Полный невероятного веселья звук раздался неподалеку. Это был смех Эрлкинга. Его огромный конь чуть изменил курс, и сейчас он скакал рядом с мотоциклом. Эрлкинг поднял меч в жесте яростной готовности к бою. Потом его горящие глаза обратились на меня, и он заговорил – убийственно-веселым голосом:

– Молодец, звезднорожденный!

– Э-э… – сказал я, – спасибо?

Лорд гоблинов снова рассмеялся, издав звук, который остается с тобой навсегда – и будит тебя посреди ночи, заставляя думать, не окружили ли клубки ядовитых змей твою кровать и не собираются ли они вот-вот проскользнуть под одеяло.
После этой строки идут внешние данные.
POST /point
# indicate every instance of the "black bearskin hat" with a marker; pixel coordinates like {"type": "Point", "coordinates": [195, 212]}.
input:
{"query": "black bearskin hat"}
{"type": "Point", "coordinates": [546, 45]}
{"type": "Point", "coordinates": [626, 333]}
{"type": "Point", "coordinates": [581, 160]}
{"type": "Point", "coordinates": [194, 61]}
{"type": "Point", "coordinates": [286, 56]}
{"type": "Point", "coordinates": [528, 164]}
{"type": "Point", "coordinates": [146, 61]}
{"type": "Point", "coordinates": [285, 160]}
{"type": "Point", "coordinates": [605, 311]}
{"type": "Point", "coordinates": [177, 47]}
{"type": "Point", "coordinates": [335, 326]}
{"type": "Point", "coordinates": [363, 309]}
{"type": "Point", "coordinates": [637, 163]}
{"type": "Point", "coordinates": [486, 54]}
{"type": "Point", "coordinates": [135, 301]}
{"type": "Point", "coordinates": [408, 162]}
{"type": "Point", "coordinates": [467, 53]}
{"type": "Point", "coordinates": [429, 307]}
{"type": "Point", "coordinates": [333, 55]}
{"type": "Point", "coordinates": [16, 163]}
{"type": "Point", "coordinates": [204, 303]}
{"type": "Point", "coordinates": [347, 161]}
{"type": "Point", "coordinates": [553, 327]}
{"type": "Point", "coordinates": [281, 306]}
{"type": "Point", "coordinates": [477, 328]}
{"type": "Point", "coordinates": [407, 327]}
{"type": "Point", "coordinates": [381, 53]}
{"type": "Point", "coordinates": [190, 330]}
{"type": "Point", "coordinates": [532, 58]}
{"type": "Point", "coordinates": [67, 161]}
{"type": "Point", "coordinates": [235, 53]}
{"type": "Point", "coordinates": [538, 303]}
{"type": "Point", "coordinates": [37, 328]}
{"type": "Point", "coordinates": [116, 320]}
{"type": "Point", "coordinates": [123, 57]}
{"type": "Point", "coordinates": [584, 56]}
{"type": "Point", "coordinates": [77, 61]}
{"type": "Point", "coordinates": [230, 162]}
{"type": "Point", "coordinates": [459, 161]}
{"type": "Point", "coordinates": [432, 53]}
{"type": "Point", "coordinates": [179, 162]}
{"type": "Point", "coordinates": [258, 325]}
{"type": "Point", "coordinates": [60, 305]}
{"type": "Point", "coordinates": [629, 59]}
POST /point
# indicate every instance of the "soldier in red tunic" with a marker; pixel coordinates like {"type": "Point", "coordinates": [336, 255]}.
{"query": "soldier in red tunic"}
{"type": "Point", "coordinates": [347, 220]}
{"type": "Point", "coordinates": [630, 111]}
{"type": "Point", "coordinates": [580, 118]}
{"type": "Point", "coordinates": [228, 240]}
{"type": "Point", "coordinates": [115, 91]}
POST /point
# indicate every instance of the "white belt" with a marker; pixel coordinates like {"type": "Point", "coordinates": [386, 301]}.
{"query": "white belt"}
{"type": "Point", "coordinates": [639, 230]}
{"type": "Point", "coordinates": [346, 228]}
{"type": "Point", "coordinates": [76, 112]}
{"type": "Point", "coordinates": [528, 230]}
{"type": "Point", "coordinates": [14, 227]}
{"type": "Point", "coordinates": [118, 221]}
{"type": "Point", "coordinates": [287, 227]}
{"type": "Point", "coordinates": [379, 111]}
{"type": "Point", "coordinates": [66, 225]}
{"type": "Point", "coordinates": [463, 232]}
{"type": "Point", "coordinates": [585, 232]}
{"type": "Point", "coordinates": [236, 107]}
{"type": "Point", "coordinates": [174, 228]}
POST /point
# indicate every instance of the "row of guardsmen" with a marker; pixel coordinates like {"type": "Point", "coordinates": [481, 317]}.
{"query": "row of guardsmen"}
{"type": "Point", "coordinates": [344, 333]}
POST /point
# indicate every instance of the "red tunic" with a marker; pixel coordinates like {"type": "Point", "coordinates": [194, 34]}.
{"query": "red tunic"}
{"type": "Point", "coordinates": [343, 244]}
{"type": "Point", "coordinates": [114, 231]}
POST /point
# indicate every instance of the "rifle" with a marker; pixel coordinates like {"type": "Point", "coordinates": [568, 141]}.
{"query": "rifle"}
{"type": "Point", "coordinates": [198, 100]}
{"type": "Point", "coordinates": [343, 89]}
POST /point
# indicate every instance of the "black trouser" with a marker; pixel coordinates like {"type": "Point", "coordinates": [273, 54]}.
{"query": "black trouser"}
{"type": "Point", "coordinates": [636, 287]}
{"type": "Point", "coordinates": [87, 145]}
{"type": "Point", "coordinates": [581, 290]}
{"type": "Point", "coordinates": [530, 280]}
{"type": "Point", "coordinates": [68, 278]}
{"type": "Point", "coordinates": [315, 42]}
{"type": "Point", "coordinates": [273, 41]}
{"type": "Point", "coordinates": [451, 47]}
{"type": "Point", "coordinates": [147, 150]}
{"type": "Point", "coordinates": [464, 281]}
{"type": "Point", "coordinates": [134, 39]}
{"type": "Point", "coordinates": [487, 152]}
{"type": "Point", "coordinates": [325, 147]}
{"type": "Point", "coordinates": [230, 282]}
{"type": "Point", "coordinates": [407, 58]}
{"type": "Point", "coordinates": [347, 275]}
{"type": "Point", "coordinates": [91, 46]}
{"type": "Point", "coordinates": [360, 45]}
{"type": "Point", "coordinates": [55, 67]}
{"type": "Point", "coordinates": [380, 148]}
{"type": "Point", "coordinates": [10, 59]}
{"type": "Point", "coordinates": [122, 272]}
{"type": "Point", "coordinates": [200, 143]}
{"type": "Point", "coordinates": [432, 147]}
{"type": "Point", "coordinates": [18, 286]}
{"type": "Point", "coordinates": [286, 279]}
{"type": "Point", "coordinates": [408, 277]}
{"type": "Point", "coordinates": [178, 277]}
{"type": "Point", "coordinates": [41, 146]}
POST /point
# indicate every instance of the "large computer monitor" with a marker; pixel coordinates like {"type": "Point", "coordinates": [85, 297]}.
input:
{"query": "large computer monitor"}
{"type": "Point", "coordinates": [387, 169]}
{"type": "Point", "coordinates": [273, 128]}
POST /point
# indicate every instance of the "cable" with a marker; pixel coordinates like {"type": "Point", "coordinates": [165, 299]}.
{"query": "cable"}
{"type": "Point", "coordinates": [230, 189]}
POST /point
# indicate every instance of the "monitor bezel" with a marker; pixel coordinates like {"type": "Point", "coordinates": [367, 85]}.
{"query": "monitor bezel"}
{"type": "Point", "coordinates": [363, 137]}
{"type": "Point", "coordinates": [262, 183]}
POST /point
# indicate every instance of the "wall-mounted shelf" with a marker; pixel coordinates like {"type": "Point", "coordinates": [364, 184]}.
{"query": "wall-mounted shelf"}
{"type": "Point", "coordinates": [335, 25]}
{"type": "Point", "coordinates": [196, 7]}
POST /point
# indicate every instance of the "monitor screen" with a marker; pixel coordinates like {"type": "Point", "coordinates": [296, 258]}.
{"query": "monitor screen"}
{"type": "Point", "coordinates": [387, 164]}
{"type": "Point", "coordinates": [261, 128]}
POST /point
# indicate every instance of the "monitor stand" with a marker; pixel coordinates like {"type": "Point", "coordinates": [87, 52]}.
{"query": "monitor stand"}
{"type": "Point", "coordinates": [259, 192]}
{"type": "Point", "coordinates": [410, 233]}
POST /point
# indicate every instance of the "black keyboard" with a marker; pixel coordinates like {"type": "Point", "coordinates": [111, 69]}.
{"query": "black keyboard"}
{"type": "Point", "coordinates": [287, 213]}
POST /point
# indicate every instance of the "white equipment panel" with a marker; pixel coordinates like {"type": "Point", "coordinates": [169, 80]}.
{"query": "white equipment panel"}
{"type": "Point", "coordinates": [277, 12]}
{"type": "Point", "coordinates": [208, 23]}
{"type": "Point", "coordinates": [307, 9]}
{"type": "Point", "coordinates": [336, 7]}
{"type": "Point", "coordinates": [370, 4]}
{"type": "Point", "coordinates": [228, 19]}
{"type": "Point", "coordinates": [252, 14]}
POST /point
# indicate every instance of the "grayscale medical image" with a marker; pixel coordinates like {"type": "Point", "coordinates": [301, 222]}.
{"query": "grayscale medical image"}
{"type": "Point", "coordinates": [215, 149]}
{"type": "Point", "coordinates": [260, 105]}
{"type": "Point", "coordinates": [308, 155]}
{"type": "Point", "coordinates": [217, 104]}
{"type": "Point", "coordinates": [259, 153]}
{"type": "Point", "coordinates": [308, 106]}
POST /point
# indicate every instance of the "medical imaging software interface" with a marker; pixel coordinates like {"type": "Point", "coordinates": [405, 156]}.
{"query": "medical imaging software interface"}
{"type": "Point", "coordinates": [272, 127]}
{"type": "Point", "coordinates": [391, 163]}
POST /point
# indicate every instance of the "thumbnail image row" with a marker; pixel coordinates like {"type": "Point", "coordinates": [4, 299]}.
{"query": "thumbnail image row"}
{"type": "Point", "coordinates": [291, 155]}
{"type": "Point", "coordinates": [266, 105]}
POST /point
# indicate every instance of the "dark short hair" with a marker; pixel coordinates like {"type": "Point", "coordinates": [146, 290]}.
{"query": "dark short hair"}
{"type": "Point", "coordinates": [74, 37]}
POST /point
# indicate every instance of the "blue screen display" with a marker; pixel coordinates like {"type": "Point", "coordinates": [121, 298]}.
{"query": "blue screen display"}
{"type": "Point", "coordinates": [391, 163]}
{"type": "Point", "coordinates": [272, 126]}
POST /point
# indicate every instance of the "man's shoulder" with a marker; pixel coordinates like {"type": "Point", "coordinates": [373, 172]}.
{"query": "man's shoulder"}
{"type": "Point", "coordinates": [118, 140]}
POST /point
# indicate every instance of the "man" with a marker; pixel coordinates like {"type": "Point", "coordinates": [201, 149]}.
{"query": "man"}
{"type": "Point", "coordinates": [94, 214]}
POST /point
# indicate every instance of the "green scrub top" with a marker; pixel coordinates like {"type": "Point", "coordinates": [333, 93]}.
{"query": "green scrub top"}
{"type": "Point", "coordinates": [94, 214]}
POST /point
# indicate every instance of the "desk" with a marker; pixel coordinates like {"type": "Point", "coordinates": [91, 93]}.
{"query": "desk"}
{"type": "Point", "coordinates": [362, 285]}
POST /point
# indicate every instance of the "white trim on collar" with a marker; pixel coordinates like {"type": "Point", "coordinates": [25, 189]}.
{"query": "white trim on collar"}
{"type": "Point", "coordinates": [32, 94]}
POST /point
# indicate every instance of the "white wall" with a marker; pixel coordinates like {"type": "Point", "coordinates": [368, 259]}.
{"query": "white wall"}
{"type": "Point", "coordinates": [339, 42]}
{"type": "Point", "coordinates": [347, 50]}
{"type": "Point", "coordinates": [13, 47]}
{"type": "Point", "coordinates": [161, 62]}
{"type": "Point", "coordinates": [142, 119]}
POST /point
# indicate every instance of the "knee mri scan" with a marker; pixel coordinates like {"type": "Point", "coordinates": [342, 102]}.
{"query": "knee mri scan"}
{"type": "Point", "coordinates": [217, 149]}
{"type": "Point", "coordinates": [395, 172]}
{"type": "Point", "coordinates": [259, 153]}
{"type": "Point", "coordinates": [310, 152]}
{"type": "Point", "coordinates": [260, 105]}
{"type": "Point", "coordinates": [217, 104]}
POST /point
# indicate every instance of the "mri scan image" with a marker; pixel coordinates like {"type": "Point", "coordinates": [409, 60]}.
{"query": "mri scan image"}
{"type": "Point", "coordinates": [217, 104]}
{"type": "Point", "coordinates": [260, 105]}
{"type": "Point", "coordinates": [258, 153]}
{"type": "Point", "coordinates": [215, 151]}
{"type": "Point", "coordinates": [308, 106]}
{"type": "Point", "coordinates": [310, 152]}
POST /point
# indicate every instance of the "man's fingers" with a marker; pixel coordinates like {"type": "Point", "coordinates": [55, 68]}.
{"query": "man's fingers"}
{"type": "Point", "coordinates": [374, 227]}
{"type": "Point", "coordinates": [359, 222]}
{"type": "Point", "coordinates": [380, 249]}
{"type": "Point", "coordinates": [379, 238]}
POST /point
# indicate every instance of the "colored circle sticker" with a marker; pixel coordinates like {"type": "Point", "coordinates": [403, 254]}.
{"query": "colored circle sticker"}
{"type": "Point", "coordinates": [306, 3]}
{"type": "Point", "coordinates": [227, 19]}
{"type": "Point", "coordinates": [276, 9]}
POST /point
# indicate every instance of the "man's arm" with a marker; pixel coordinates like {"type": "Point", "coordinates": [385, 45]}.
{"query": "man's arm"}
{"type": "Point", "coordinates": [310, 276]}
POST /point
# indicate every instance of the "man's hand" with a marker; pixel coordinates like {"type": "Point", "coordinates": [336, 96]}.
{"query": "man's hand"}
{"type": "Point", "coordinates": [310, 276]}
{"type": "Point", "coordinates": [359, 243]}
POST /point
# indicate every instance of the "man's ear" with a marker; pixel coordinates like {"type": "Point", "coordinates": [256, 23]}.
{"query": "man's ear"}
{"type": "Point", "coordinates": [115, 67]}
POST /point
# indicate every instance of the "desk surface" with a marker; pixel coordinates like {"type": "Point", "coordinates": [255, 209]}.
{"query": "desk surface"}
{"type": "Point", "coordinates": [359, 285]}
Я обернулся. Охота немного растянулась, сохраняя отдаленное подобие прежнего плотного строя, но, когда я посмотрел в их сторону, и всадники, и гончие сделали усилие снова двигаться ближе друг к другу. Я оглянулся по сторонам, но нигде не увидел ни следа Акульей Морды.

Однако я увидел кое-что другое: V-образную рябь, двигавшуюся к нам в воде. И таких «V» было очень много.

– Они идут! – крикнул я Эрлкингу. – Удачной охоты!

– Будь уверен, – отозвался он тем же веселым и одновременно пугающим голосом, и повернул своего коня вправо. Половина всадников и гончих устремилась за ним, вторая же следовала за мной.

Я указал на нашу цель, когда Эрлкинг уже направился к своей.

– Там! – крикнул я. – Что ж, за дело!

«Харлей-тигр» издал свой глубокий рык, и Кэррин погнала ко второй барже. Адские крики неслись из обеих групп Охоты – и приближающиеся в воде существа плавно разделились на два потока, продолжая двигаться вперед. Мы обгоняли врага на пути к баржам.

В этот раз на нашей стороне не было элемента неожиданности. Прошло не больше одной-двух минут с того времени, как Охота дала знать о своем прибытии, но я уже видел фигуры, шевелящиеся на палубе баржи перед нами.

– Оружие! – крикнула Кэррин. – По нам стреляют!

Вот же срань.

Здесь, над водой, у меня не было доступа к достаточно серьезным силам магии, чтобы создать сплошной щит – и отбивать отдельные пули я тоже не мог. К тому времени, как я заметил бы оружейный огонь, пуля уже настигла бы нас. Что означало: нам придется делать это наипростейшим образом, как это делали солдаты во всем мире в течение уже нескольких веков. Вперед, вперед, вперед – и надейся, что тебя не подстрелят.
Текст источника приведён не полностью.